Metronomic chemotherapy for patients with metastatic breast cancer: Review of effectiveness and potential use during pandemics


      • Metronomic chemotherapy (M-CT) for metastatic Breast Cancer (MBC) patients is dose dense administration of chemotherapy at lower doses than maximum tolerated dose, given at shorter free intervals, with proven effectiveness and lesser toxicity.
      • M-CT has multiple mechanisms of action in cancer cells including apoptosis, senescence, non-apoptotic cell death, immunogenic cell death, and antiangiogenic effects.
      • In view of its low toxicity, convenience of treatment at home, easiness of monitoring and follow-up via telemedicine, M-CT could be considered for treatment of MBC during COVID-19 pandemic.

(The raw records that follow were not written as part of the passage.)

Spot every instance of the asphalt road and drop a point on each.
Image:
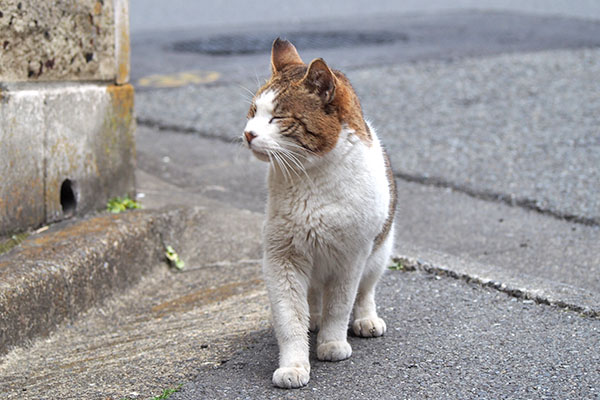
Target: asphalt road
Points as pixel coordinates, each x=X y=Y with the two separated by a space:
x=445 y=340
x=492 y=123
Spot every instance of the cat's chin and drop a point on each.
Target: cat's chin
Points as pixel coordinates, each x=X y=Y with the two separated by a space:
x=261 y=156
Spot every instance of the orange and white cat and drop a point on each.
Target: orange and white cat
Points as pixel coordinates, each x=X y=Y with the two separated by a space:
x=329 y=228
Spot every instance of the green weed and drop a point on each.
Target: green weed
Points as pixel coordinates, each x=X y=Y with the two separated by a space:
x=119 y=204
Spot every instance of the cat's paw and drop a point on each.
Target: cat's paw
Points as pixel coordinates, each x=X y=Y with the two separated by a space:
x=315 y=322
x=369 y=327
x=291 y=377
x=334 y=351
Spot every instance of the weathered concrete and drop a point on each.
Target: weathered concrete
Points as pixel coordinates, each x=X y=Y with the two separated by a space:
x=54 y=276
x=82 y=133
x=161 y=322
x=58 y=40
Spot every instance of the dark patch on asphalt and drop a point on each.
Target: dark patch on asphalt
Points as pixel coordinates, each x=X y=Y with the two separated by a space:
x=261 y=42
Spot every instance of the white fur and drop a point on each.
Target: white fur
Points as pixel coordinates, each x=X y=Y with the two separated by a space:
x=319 y=239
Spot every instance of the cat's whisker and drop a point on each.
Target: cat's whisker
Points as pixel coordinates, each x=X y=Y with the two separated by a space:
x=248 y=90
x=274 y=161
x=284 y=164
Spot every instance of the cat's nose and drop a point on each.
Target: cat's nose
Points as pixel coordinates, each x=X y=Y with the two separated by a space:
x=249 y=136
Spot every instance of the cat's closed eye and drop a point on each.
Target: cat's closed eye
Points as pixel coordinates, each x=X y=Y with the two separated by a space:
x=251 y=112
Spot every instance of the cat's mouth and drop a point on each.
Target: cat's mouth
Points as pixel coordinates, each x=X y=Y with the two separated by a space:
x=261 y=155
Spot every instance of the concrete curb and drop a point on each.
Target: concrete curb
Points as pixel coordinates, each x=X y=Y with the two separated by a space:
x=54 y=276
x=528 y=287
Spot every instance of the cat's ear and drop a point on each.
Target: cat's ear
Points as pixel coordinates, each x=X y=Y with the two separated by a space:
x=283 y=53
x=319 y=79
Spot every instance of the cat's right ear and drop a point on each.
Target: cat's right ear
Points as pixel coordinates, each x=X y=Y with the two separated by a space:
x=283 y=53
x=320 y=79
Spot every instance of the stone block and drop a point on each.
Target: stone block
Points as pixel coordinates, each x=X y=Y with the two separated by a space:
x=65 y=150
x=64 y=40
x=21 y=160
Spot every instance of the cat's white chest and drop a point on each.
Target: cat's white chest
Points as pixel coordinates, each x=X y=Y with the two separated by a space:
x=342 y=207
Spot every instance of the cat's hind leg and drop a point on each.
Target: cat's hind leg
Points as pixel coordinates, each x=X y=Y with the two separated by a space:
x=366 y=322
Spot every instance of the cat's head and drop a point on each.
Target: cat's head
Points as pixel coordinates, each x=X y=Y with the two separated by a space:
x=301 y=109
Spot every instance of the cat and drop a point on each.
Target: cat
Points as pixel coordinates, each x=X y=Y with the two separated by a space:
x=329 y=228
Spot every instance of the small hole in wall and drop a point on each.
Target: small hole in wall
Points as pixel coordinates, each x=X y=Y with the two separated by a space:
x=68 y=201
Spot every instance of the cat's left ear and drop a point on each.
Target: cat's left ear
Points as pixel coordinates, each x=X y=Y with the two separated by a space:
x=283 y=53
x=319 y=79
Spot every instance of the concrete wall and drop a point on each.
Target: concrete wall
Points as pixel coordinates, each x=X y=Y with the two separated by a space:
x=66 y=111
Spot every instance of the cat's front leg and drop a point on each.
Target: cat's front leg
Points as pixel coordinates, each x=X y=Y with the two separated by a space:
x=338 y=296
x=287 y=284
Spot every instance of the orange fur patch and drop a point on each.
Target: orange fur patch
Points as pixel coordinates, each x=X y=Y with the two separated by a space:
x=306 y=108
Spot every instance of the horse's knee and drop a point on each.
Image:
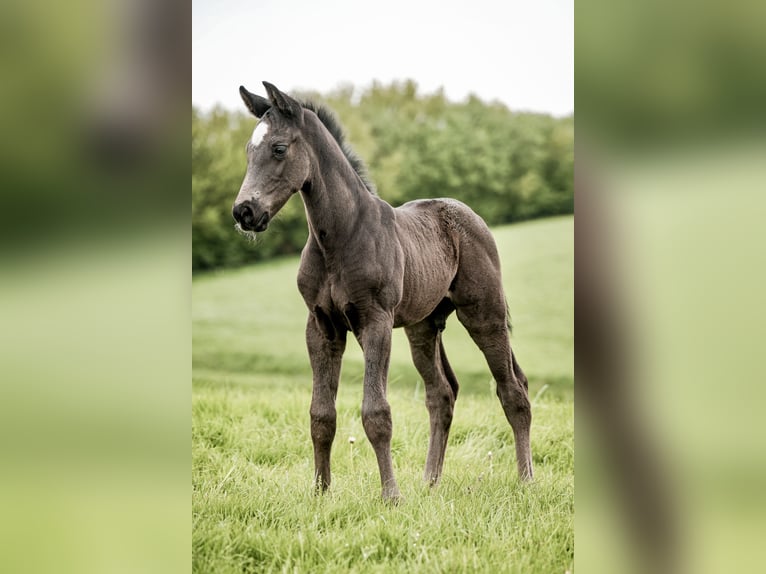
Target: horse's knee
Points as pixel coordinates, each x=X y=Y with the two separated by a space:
x=516 y=405
x=441 y=406
x=376 y=420
x=323 y=424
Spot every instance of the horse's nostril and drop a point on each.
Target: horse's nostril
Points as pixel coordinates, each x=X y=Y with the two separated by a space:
x=243 y=214
x=247 y=215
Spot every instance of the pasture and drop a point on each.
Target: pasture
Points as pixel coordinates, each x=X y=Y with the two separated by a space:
x=253 y=506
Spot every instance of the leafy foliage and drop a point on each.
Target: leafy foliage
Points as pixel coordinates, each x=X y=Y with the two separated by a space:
x=508 y=166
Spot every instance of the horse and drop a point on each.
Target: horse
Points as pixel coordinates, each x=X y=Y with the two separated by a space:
x=368 y=268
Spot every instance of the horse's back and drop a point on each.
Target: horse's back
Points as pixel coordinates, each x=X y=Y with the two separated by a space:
x=458 y=222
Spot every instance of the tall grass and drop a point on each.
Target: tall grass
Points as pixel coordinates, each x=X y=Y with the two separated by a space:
x=254 y=509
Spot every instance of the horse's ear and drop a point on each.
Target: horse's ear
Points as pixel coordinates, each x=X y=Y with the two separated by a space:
x=256 y=104
x=284 y=103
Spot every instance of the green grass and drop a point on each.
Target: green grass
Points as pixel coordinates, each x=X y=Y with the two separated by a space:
x=253 y=505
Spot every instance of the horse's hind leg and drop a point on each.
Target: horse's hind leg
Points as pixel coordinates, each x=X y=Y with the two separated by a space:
x=440 y=384
x=485 y=319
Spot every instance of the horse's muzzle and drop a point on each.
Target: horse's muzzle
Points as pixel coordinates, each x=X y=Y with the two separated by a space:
x=245 y=215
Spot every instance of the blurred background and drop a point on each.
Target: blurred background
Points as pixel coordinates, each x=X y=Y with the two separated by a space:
x=669 y=255
x=669 y=280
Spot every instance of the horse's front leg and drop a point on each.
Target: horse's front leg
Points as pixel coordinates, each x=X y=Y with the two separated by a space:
x=375 y=339
x=325 y=346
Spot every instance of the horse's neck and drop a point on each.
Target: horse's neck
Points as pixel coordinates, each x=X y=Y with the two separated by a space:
x=336 y=201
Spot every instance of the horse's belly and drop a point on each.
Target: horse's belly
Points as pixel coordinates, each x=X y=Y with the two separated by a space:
x=422 y=292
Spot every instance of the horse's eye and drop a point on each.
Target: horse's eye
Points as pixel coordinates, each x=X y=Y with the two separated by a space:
x=279 y=151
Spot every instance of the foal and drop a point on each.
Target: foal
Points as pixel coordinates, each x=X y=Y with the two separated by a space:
x=368 y=268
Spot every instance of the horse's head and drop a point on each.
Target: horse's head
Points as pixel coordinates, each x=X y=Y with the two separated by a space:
x=277 y=159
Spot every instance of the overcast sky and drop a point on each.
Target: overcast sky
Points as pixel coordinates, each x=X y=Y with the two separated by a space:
x=518 y=52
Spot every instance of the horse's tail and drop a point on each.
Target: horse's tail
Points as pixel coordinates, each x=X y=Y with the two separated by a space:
x=448 y=372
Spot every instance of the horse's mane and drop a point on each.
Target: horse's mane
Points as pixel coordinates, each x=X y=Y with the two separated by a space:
x=327 y=117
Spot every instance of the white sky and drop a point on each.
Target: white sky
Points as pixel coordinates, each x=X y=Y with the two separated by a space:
x=520 y=52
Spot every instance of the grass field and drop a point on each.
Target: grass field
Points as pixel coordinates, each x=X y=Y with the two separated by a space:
x=253 y=505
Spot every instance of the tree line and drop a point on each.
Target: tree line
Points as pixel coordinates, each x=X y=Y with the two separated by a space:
x=508 y=166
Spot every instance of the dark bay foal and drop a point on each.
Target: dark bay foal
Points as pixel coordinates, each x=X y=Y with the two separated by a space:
x=368 y=268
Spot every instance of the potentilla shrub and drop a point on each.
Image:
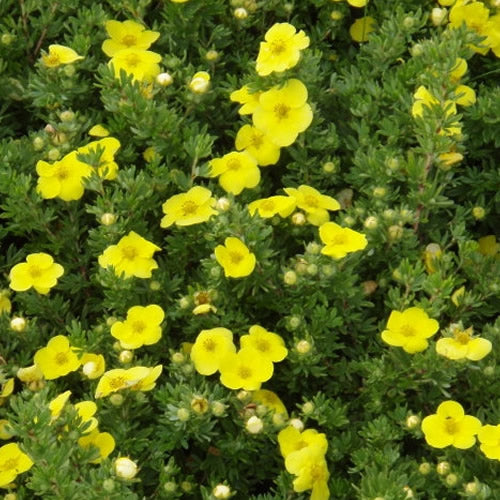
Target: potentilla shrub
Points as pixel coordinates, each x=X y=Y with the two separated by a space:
x=250 y=249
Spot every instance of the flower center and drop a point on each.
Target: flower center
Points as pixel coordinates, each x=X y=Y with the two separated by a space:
x=129 y=40
x=281 y=111
x=61 y=358
x=189 y=207
x=129 y=252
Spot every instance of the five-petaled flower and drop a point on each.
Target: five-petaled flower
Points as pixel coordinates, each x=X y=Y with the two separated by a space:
x=450 y=426
x=39 y=271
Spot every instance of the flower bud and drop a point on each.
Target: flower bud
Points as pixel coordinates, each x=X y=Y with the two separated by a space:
x=221 y=491
x=108 y=218
x=164 y=79
x=254 y=425
x=18 y=324
x=125 y=468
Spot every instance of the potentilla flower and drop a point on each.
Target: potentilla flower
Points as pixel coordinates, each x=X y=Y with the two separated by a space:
x=58 y=55
x=274 y=205
x=255 y=142
x=62 y=179
x=57 y=359
x=269 y=345
x=235 y=258
x=12 y=463
x=410 y=329
x=186 y=209
x=132 y=256
x=249 y=100
x=105 y=164
x=246 y=369
x=283 y=112
x=209 y=348
x=281 y=50
x=141 y=64
x=236 y=171
x=315 y=204
x=103 y=441
x=39 y=271
x=126 y=35
x=463 y=345
x=142 y=327
x=119 y=379
x=339 y=241
x=450 y=426
x=489 y=437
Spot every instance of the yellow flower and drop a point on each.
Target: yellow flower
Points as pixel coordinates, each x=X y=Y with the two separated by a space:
x=281 y=50
x=246 y=369
x=209 y=348
x=57 y=359
x=256 y=143
x=283 y=112
x=271 y=400
x=269 y=207
x=361 y=28
x=103 y=441
x=339 y=241
x=489 y=437
x=410 y=329
x=39 y=271
x=315 y=204
x=186 y=209
x=63 y=179
x=59 y=54
x=235 y=258
x=269 y=345
x=450 y=426
x=250 y=100
x=237 y=171
x=12 y=462
x=141 y=64
x=142 y=327
x=104 y=156
x=126 y=35
x=132 y=256
x=463 y=346
x=119 y=379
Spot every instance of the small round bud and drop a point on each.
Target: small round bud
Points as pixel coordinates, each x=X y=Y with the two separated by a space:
x=170 y=486
x=478 y=213
x=38 y=143
x=222 y=204
x=308 y=408
x=116 y=399
x=164 y=79
x=451 y=479
x=18 y=324
x=183 y=414
x=221 y=491
x=125 y=357
x=54 y=154
x=443 y=468
x=296 y=423
x=199 y=404
x=212 y=55
x=371 y=222
x=254 y=425
x=303 y=346
x=108 y=218
x=424 y=468
x=298 y=218
x=290 y=277
x=125 y=468
x=240 y=13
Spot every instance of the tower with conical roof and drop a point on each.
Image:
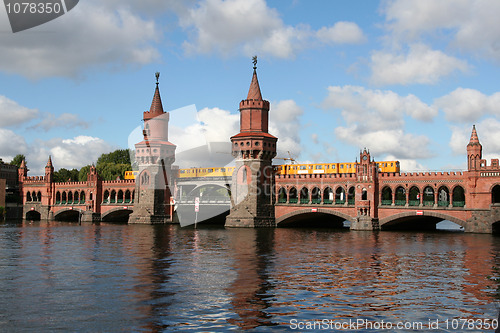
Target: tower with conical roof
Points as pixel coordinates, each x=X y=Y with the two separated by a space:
x=253 y=148
x=154 y=156
x=474 y=151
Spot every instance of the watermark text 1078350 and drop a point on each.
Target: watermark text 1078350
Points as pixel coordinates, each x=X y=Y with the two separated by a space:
x=25 y=14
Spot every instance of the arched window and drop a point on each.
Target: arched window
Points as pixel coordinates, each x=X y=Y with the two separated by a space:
x=495 y=194
x=428 y=199
x=127 y=196
x=293 y=197
x=328 y=195
x=414 y=196
x=339 y=195
x=282 y=195
x=351 y=195
x=386 y=196
x=458 y=196
x=106 y=197
x=304 y=195
x=316 y=196
x=443 y=197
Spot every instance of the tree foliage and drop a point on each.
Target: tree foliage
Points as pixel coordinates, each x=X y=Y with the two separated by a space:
x=119 y=156
x=17 y=160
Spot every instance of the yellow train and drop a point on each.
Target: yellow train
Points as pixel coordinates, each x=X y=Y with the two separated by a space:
x=329 y=168
x=284 y=169
x=206 y=172
x=130 y=174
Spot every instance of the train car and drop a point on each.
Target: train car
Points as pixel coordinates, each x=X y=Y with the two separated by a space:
x=130 y=174
x=388 y=166
x=206 y=172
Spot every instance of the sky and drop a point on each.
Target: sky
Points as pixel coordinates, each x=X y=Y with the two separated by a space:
x=405 y=79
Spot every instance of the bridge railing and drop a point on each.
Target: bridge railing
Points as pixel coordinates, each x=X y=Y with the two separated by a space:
x=205 y=199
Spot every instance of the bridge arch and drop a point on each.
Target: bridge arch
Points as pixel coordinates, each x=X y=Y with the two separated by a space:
x=118 y=214
x=313 y=218
x=68 y=214
x=409 y=220
x=209 y=190
x=33 y=215
x=495 y=194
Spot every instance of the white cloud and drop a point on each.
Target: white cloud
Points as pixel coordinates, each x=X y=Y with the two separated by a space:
x=65 y=120
x=471 y=24
x=341 y=33
x=374 y=110
x=90 y=35
x=11 y=144
x=380 y=142
x=375 y=119
x=420 y=65
x=284 y=123
x=251 y=27
x=468 y=105
x=11 y=113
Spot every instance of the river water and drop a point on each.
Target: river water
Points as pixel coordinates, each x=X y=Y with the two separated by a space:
x=59 y=276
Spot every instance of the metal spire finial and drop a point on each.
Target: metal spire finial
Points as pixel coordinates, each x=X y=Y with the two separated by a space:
x=157 y=74
x=254 y=60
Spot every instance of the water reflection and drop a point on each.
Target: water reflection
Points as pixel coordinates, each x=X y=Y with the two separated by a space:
x=252 y=289
x=107 y=277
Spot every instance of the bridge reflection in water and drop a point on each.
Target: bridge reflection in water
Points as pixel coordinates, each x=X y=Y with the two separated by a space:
x=166 y=278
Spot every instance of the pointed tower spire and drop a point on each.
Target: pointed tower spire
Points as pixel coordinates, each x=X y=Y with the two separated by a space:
x=254 y=91
x=474 y=140
x=156 y=105
x=474 y=151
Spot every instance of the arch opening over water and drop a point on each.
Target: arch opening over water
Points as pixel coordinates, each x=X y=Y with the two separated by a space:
x=308 y=219
x=69 y=215
x=424 y=223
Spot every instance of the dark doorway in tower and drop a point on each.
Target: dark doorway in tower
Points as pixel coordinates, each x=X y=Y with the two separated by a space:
x=495 y=195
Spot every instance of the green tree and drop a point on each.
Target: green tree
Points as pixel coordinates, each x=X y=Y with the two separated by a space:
x=113 y=165
x=119 y=156
x=17 y=160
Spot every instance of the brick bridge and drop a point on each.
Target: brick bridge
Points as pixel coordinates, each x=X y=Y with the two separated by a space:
x=367 y=198
x=370 y=200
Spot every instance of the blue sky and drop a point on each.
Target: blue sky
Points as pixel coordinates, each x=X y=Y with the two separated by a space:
x=405 y=79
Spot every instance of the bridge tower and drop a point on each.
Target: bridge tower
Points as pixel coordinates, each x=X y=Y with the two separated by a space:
x=474 y=151
x=154 y=156
x=366 y=193
x=253 y=148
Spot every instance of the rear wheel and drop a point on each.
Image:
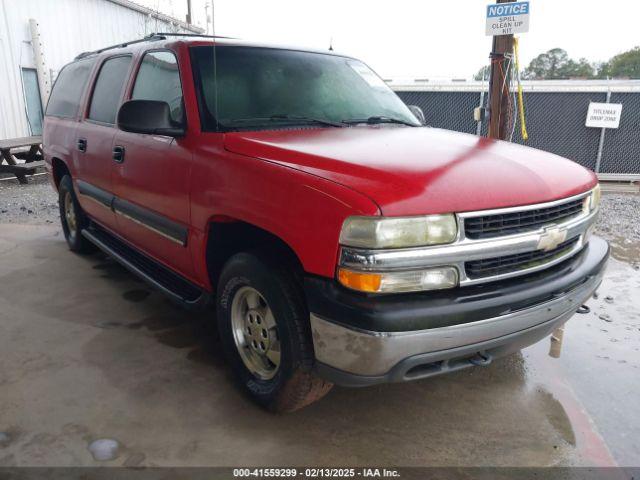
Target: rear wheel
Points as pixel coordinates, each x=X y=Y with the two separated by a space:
x=72 y=218
x=264 y=328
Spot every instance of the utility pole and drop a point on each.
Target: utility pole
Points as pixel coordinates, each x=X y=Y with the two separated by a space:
x=499 y=86
x=189 y=12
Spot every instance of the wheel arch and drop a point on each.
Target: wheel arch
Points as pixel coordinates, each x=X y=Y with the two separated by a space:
x=227 y=236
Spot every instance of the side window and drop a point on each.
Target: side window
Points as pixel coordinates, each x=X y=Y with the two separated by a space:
x=159 y=79
x=106 y=93
x=67 y=91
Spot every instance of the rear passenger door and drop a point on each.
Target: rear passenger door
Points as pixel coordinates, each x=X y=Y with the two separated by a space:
x=152 y=181
x=93 y=148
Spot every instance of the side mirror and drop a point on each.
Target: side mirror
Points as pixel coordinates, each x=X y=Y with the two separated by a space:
x=148 y=116
x=418 y=113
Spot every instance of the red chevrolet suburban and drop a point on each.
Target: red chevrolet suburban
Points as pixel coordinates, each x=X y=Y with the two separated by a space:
x=341 y=240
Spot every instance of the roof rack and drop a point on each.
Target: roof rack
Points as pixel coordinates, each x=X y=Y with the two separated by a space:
x=198 y=35
x=149 y=38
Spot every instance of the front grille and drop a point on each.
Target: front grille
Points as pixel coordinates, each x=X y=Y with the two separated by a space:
x=489 y=226
x=519 y=261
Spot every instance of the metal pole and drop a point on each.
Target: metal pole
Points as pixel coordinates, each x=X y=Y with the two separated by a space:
x=479 y=127
x=189 y=12
x=499 y=107
x=601 y=144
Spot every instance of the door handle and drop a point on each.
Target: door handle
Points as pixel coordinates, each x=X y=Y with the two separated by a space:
x=118 y=153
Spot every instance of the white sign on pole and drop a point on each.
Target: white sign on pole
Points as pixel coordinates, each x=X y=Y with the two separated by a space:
x=507 y=18
x=604 y=115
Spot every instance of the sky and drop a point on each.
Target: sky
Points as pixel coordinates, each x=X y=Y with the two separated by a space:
x=420 y=38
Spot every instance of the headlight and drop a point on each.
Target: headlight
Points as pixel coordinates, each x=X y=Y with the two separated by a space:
x=395 y=282
x=399 y=232
x=595 y=198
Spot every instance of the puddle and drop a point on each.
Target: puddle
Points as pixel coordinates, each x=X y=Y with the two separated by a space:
x=557 y=416
x=104 y=449
x=598 y=357
x=136 y=295
x=626 y=251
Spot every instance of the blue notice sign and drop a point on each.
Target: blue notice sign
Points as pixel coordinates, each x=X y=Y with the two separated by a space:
x=507 y=18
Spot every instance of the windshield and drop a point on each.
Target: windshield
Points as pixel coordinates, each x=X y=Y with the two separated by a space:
x=264 y=87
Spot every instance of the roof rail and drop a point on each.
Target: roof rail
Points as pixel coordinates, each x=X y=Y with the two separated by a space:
x=166 y=34
x=148 y=38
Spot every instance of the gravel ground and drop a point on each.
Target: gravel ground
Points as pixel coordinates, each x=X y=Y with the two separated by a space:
x=37 y=203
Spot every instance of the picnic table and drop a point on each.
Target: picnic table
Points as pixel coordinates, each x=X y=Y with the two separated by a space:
x=15 y=149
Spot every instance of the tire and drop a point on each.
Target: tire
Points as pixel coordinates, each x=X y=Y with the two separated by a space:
x=293 y=384
x=72 y=217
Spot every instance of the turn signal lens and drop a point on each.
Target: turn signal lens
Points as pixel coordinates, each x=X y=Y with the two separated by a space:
x=364 y=282
x=396 y=282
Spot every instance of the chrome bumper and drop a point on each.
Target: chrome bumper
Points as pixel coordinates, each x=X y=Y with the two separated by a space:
x=343 y=351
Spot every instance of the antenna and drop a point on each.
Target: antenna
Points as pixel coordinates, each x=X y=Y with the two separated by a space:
x=215 y=64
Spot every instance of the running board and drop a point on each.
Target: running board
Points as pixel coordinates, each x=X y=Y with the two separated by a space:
x=158 y=276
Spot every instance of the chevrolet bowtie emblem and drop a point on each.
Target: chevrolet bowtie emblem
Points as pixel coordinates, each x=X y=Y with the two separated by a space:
x=551 y=238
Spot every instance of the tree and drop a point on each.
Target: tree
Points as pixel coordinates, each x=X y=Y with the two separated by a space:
x=625 y=65
x=483 y=73
x=556 y=64
x=580 y=69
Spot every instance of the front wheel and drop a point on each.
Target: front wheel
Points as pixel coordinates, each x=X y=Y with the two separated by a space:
x=72 y=218
x=264 y=327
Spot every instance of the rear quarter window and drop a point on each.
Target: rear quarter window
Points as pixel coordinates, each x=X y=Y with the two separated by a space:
x=108 y=89
x=66 y=95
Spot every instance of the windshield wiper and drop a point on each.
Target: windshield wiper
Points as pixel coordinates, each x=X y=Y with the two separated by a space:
x=288 y=118
x=378 y=119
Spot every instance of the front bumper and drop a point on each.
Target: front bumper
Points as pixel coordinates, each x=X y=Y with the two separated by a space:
x=363 y=340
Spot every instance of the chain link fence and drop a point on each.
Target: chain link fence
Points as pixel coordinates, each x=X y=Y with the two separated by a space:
x=556 y=112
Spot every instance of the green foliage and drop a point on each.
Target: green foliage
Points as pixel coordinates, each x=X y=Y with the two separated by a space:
x=556 y=65
x=625 y=65
x=483 y=73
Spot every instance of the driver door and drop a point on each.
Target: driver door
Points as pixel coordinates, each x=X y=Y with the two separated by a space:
x=151 y=178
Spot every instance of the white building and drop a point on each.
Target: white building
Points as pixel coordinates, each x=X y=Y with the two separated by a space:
x=38 y=37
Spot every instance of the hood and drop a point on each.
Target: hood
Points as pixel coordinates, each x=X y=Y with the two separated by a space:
x=414 y=171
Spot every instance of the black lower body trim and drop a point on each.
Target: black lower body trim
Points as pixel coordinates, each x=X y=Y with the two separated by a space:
x=172 y=284
x=159 y=224
x=97 y=194
x=151 y=220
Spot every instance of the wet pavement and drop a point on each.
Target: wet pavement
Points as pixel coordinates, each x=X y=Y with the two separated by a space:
x=99 y=370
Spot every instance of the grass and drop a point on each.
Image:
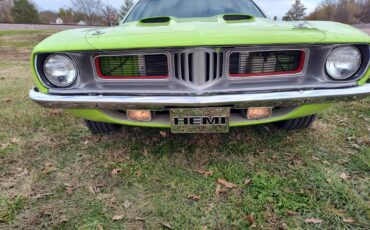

      Metronomic chemotherapy (M-CT) is defined as dose dense administration of chemotherapy at lower doses than maximum tolerated dose but at shorter free intervals, to obtain a near continuous exposure of cancer cells to those potentially effective drugs. M-CT is a useful strategy to obtain response, overcome resistance and reduce side effects, with low costs. This review will focus on the use of M-CT in advanced breast cancer (ABC). Cytostatic and cytotoxic effect on cancer cells, the anti-angiogenic and the immunomodulatory effects are its main mechanisms of actions. Many clinical trials proved the efficacy and tolerability of different monotherapies and combinations of chemotherapeutic agents administered in metronomic doses and frequencies in ABC. M-CT is a reasonable option for second and later lines of chemotherapy in metastatic breast cancer including those with prior anthracycline or taxane exposure, older patients and patients with comorbidities, and even as first-line in certain groups of patients. The acceptable efficacy and low toxicity of oral metronomic chemotherapy makes it a reasonable option during COVID-19 pandemic as well as in the post-COVID era which is projected to last for some time.